Whether it is for short-term EV opportunities or long-term AV development, there are promising signs that industry and government might be coming together to provide a bit more clarity and advance technology faster for the market.
At CES 2020, two of the largest automobile associations in the U.S.—Global Automakers and Alliance of Automobile Manufacturers—joined forces to create the Alliance for Automotive Innovation. The new alliance, which includes not only current members but also new entrants, aims to create a stronger, united voice and speed the safe deployment of personal-transportation advances through more effective public policy, stakeholder engagement, and greater public understanding.
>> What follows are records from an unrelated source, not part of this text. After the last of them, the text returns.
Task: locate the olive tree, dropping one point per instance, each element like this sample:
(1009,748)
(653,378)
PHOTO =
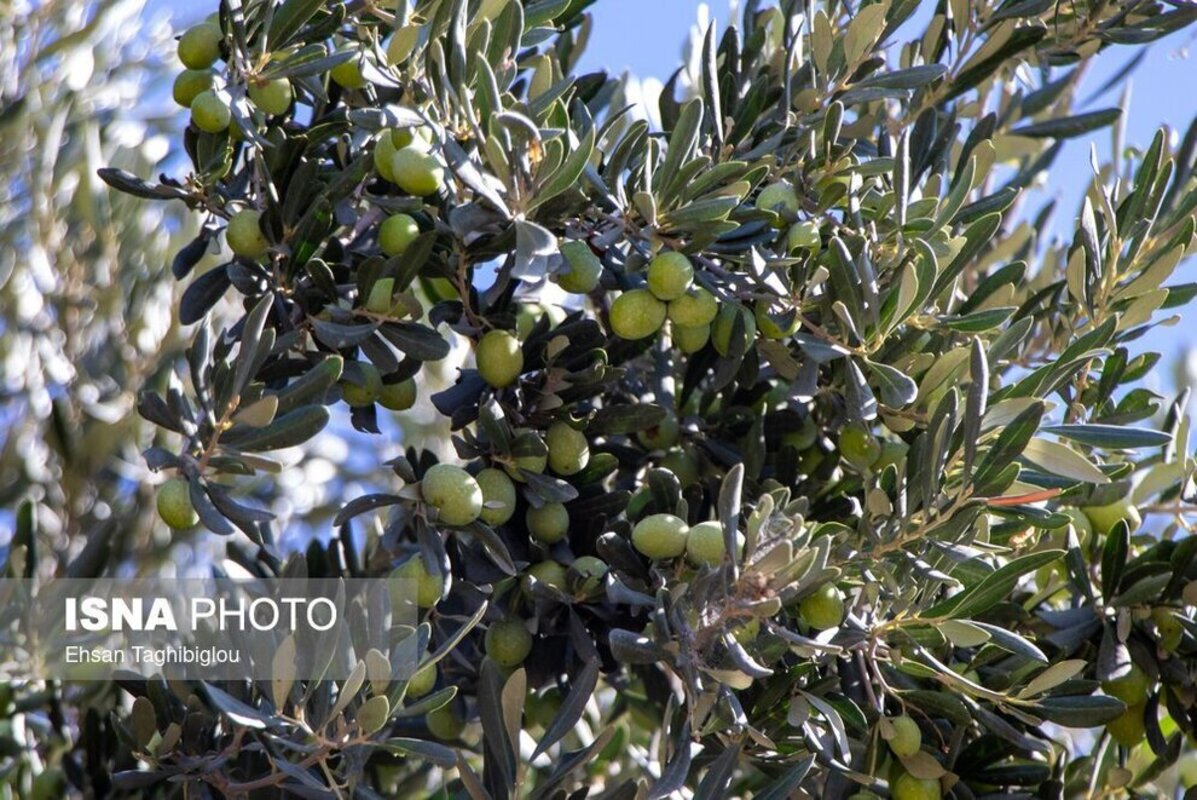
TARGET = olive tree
(777,450)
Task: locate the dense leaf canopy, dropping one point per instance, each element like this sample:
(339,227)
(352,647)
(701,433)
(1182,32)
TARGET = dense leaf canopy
(765,441)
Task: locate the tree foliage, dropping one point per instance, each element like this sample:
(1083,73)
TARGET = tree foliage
(844,440)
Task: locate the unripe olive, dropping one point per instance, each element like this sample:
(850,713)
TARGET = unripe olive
(660,535)
(691,339)
(704,544)
(498,496)
(348,73)
(725,323)
(907,787)
(569,450)
(244,235)
(417,173)
(199,47)
(175,505)
(444,723)
(548,523)
(1129,728)
(189,83)
(398,397)
(429,586)
(669,276)
(508,642)
(858,446)
(384,151)
(907,737)
(1105,517)
(1131,689)
(582,268)
(548,573)
(781,198)
(272,96)
(803,235)
(637,314)
(822,608)
(499,358)
(696,308)
(210,113)
(396,234)
(453,492)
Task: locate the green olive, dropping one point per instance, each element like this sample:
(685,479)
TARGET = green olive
(417,173)
(429,586)
(199,47)
(175,505)
(669,276)
(907,787)
(858,446)
(637,314)
(348,73)
(244,235)
(508,642)
(396,234)
(453,492)
(704,544)
(1131,689)
(822,608)
(569,450)
(189,83)
(582,268)
(1105,517)
(499,358)
(660,535)
(210,113)
(907,737)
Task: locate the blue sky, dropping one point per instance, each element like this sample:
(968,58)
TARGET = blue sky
(646,38)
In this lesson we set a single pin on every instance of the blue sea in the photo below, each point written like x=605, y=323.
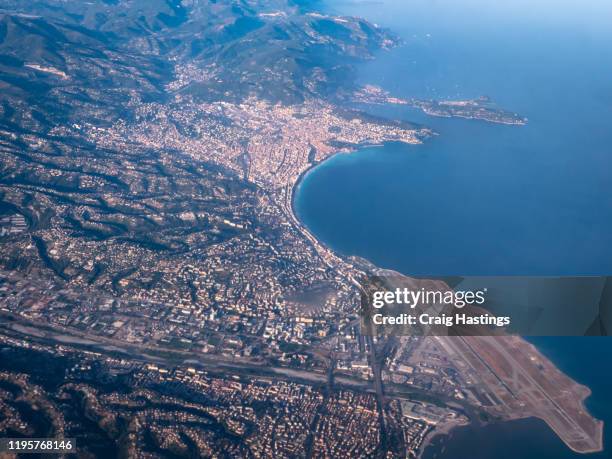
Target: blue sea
x=480, y=198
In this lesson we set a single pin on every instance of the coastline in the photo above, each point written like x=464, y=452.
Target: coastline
x=581, y=391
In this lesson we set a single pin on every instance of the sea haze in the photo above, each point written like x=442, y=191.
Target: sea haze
x=481, y=198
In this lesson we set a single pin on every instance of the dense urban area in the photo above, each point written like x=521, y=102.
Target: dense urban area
x=158, y=296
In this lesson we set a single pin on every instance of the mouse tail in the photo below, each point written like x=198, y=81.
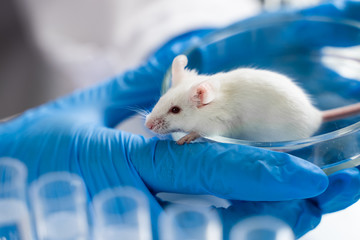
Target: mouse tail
x=341, y=112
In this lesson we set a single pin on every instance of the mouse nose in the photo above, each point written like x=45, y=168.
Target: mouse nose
x=149, y=125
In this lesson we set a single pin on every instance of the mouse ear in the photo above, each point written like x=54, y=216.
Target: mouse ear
x=203, y=93
x=178, y=67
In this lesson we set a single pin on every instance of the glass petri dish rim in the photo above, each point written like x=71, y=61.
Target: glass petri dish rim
x=236, y=29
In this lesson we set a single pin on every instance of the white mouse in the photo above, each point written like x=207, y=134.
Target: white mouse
x=247, y=104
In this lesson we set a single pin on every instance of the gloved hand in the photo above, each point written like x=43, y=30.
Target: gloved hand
x=76, y=134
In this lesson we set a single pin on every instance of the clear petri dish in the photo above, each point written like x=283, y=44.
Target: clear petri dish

“Bringing new technologies to market requires legislative actions and a regulatory environment that allow us the freedom to innovate,” said John Bozzella, President and CEO of Alliance for Automotive Innovation. “It is critical our organization work to ensure elected officials and regulatory bodies understand how key technological improvements can help improve the health, safety and wellbeing of our customers, their constituents, and the 10 million workers involved in the auto sector.”
Hopefully constituents like the new alliance can help impact and advance the most pressing issues impacting uncertainty in the new-mobility space as AV legislation. In this issue’s Final Analysis on p. 64, we report on the U.S. House Committee on Energy & Commerce meeting in February related to legislation and “ensuring American leadership” in AVs. There’s now a lot of concern that U.S. government inaction in creating legislation or even laying down a set of guiding principles will allow other regions to beat the U.S. to the punch with their own rules.
Regardless of the reason for the new AV legislative momentum, a majority of the industry would welcome the greater clarity and certainty of one national regulation instead of many regional rules. Each witness who presented to the House Committee was in favor of AV guidance at the federal level in some way, the only difference being the level of involvement that should happen at the federal level.
“It is important to recognize that successful testing and deployment of AVs rests on a robust federal safety agency, increased public awareness and education, and coordination between federal, state and local governments,” said Bozzella at the hearing.
To echo his testimony, Congress has an important role to play, providing the legislative and regulatory landscape that can help to enable and accelerate the safety, environmental, social, and economic benefits of AVs.